STAN BERNARD: Thank you, Bob. Jews are in a confrontation that is threatening an immense division within the world Jewish community. It's a debate that could have a profound effect on how American Jews view Israel, the Jewish homeland, the spiritual center of their religion. A near riot at the holy shrine, the Wailing Wall. Part of the twice-destroyed Jewish temple, a riot over which Jews can pray here. In Israel, Orthodox Jewish rabbis make the religious laws and want to expand their power with a proposed bill that would more strictly define who is a Jew. The Nazis had no such problem. The Nuremberg laws defined all with a trace of Jewish blood as Jews, either to be worked to death or gassed and sent to the ovens. The deaths of six million of all kinds of Jews and collective world guilt over the genocide was the central fact in the creation of the state of Israel, and why the first law passed in the new state was the Law of Return, granting Jews anywhere the right to become citizens. Finally the Jewish people had a homeland. The law broadly defined a Jew as a person with a Jewish mother or a convert to Judaism. Orthodox rabbis want the law changed to only those Jews who are converted by them. The proposal has incensed the vast majority of the Jewish community and its leadership in America.Rabbi DAVID SAPERSTEIN (Religious Action Center, Reform Judaism): Ninety percent of American Jewry are unorthodox Jews. When they are told that their Judaism is not real Judaism, that their rabbis are not real rabbis, that their religious ritual practices are not legitimate, it causes them to question their identity and that of their children.
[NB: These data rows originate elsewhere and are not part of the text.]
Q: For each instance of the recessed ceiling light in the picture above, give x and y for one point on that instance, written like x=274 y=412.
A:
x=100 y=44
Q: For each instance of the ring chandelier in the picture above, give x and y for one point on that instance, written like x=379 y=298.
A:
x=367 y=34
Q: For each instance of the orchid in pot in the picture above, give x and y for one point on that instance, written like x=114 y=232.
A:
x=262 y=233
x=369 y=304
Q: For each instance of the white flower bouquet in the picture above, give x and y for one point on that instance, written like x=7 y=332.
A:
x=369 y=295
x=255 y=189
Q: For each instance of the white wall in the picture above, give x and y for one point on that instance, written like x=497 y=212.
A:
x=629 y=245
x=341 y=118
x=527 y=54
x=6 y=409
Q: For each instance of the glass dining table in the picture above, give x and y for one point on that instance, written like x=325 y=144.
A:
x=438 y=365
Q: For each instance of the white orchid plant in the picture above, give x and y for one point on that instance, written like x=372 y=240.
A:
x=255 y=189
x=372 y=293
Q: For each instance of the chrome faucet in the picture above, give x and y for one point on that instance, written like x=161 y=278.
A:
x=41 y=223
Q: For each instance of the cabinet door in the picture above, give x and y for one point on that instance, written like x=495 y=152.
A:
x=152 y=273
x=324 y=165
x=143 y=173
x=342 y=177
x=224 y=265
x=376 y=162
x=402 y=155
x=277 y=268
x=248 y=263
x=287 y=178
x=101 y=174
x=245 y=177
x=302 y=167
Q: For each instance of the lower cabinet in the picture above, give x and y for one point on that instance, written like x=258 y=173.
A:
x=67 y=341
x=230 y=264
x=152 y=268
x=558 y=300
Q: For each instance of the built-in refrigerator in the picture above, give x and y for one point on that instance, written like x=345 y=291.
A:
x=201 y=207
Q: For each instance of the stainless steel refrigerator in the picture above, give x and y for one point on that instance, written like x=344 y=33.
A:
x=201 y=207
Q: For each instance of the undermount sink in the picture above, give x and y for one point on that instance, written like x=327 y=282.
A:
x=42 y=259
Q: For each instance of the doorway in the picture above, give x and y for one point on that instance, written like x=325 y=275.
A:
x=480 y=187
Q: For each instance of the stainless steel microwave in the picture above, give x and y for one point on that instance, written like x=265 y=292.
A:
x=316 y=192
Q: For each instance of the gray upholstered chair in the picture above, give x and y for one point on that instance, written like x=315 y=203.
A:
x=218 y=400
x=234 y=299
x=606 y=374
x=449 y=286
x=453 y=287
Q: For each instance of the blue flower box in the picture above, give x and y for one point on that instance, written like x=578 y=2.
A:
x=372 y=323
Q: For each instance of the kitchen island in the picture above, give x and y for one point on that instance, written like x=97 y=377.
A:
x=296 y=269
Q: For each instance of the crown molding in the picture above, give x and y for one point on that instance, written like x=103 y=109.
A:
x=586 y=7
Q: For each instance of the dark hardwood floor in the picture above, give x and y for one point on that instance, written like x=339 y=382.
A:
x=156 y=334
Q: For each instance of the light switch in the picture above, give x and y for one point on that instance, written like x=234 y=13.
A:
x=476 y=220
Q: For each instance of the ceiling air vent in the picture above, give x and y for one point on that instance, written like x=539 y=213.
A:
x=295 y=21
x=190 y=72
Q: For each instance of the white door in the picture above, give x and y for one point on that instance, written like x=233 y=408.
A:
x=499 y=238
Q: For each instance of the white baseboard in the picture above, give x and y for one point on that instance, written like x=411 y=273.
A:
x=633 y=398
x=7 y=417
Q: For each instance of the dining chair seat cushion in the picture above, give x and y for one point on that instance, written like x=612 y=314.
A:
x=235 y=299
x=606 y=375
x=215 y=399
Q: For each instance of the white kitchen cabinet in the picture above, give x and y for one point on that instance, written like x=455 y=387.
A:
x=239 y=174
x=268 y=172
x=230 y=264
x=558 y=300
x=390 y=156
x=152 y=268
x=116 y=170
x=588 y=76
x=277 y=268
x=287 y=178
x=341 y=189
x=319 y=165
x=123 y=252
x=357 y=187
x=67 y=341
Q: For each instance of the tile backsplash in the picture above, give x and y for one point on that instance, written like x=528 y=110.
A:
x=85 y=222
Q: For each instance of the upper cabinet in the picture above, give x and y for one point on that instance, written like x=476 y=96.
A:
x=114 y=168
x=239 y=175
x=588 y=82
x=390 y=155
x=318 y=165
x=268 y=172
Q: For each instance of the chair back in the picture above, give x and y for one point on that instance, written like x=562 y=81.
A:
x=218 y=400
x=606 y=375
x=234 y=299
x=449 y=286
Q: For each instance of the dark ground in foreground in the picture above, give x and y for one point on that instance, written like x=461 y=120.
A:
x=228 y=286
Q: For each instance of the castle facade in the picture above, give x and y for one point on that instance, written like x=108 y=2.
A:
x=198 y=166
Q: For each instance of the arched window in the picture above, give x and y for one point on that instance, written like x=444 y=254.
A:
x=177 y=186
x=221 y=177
BERNARD: For Orthodox Jews, the answer to the "Who is a Jew" question can be found in the Jewish law, halakhah, a legal code derived from the Ten Commandments and the Torah they say God gave Moses on Mount Sinai, and rabbinical interpretations.
Rabbi DAVID HOLLANDER (Union of Orthodox Rabbis): The conservative and reform state clearly, unequivocally, believe that they are not bound by the eternal character of the biblical law -- the oral law, that they believe that the law has to be adjusted [to] the requirements of the time. The Orthodox believe that the times have to be adjusted to the Torah, not the other way around.
Rabbi JEROME EPSTEIN (United Synagogue Conservative Judaism): Our tradition has always looked for ways to interpret the text and interpret the word of God. If one looks in the Talmud, one would find various discussions between rabbis in which there was no one point of view.BERNARD: Last March, Hollander's Union of Orthodox Rabbis flatly declared that Reform and Conservative branches were not Judaism. The battle was joined. Jewish unity was shredding. Even two of the largest Orthodox organizations disavowed what became known as the Fundamentalist Orthodox position.
Rabbi EPSTEIN: They're not willing to sit down and to talk and try to work out a solution to preserve for the future the unity of Israel. That's really the challenge.
BERNARD: The Goulding family recently visited Israel and is offended by the Orthodox proposal.


HILLARY GOULDING: And it might discourage many Jews from participating actively in the religion or continuing or encouraging their children to practice Judaism.
Rabbi SAPERSTEIN: You find Jews contributing directly to Reform and Conservative institutions now, I mean, not only through the UJH, in order to empower them to fight within the Israel context for their rights.
BERNARD: Centuries and millenniums of anti-Semitism are ingrained in so many Jews, and Israel has always been the place of safe haven. This is about the Law of Return. Who can return to Israel? And Reform and Conservative Jews feel that this is being taken away from them, that there's a possibility that is being thinned out -- that one place where they will have protection.